I have atopic dermatitis, also known as eczema. The National Eczema Association estimates that over 30 million Americans are affected by this skin condition. Symptoms include dry, itchy skin and rashes, which range from slightly annoying to basically hell. Eczema comes in several types, the most popular being contact eczema, and that’s exactly the one I have. This particular type is not caused by anything I eat or inhale. Instead, it flares up at random moments throughout the year. Sometimes it’s better and sometimes it’s worse, but it never really goes away. There is no cure for atopic dermatitis. All I can do is to care for my skin and try not to scratch myself. I use special creams to relieve my symptoms, but that only takes me so far. And while I don’t have to change my diet, I did have to change my lifestyle to work with the condition. That includes how I dress.

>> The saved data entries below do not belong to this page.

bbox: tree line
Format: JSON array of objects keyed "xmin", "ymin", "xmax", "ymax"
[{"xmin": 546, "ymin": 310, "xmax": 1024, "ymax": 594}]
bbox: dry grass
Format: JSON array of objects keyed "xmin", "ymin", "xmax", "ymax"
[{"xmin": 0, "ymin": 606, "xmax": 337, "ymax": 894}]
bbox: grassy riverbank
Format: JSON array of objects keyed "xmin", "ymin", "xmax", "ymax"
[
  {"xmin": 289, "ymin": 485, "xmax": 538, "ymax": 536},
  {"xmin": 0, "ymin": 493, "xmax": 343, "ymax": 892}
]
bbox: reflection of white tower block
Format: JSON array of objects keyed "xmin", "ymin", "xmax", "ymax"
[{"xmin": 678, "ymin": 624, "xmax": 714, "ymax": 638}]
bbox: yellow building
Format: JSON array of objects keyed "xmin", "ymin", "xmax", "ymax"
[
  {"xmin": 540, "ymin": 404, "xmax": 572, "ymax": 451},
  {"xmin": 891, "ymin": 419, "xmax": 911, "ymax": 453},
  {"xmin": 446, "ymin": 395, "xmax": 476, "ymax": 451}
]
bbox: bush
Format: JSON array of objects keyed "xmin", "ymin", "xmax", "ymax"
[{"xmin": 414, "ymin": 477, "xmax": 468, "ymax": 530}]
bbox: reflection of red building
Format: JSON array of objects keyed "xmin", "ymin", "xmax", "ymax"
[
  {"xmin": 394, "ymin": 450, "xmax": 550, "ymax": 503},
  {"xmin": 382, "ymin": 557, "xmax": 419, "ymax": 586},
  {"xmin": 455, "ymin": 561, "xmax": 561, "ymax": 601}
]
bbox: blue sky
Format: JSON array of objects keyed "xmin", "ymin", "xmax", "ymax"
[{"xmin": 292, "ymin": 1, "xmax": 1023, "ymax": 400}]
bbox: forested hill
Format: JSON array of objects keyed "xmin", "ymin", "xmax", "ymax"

I was diagnosed as a teenager. First, I noticed ugly blotches on my hands and wrists. Then, they moved to my feet. I noticed that when I wore certain shoes on bare feet, they left itchy patches on my skin. Recently I noticed that it was getting worse, and I ended up getting rid of most those pairs, except for the few I wear with nicer outfits once in a while.

Then I went through my wardrobe and started cleaning it out. Everything with ruffles had to go. Ditto for lace, artificial fabrics, cinched tops, and tight skirts. Not that I ever wore them that much anyway. My wardrobe has now become emptier, and certainly more boring. And I feel ambivalent about that: On the one hand, I no longer have to worry whether a piece of clothing will cause my skin to break out. I can just put on whatever I grab first thing in the morning. But I really enjoy the look and feel of a nice piece of clothing. I’d actually enjoy shopping for nice clothing if it wasn’t for the fact that potential itchiness is always on my mind.

And there is the price issue, of course. Natural fabrics, which irritate my skin less, often cost more than artificial ones. Wool scratches, and cashmere, the only warm fabric I can wear, is expensive. I don’t wear earrings because my skin only accepts gold. Anything else causes infection in my earlobes. A way out of it would be, of course, to not wear earrings, but I just happen to have a particular love for this piece of jewelry. I have a pair from all the countries I’ve visited, and I love all of them. But they’re mostly not made of gold. Taking a moment to admire them from time to time is the best I can do.

Sometimes I think of shopping like I think of drinking wine or coffee: I love the idea of it, but I don’t actually like doing it. The images of luxury and pleasure they conjure appeal to me. In my mind, I often imagine going on shopping sprees, picking out the most adorable outfits. The reality couldn’t be more different. It’s getting excited about a piece of clothing, then realizing it’s way over your budget, it probably won’t fit you, and even if it does, it will probably make your skin scream in protest.

There are a few go-to items I know I can always wear: jeans, cotton T-shirts and underwear, soft bras. In other words, things that have been part of my regular outfit for years. Maybe a part of me always intuitively knew to avoid certain fabrics and styles.

On one hand, having eczema makes my life easier. I don’t face the same shopping choices that many women have because I’m so focused on just feeling comfortable in my skin, in both the metaphorical and literal sense. The only thing I do is liberally slather myself up in body lotion. I don’t know how to use most makeup products, and my morning routine consists of brushing my teeth, washing my face, putting on day cream, and getting dressed in the nearest jeans and T-shirt ensemble I can find. It saves me money as well.

But sometimes I wish I could just buy whatever clothing I want without having to wonder whether it will cause itchiness. I wish that I could go back to that store, take but one look at that perfect dress, and know that it could be mine.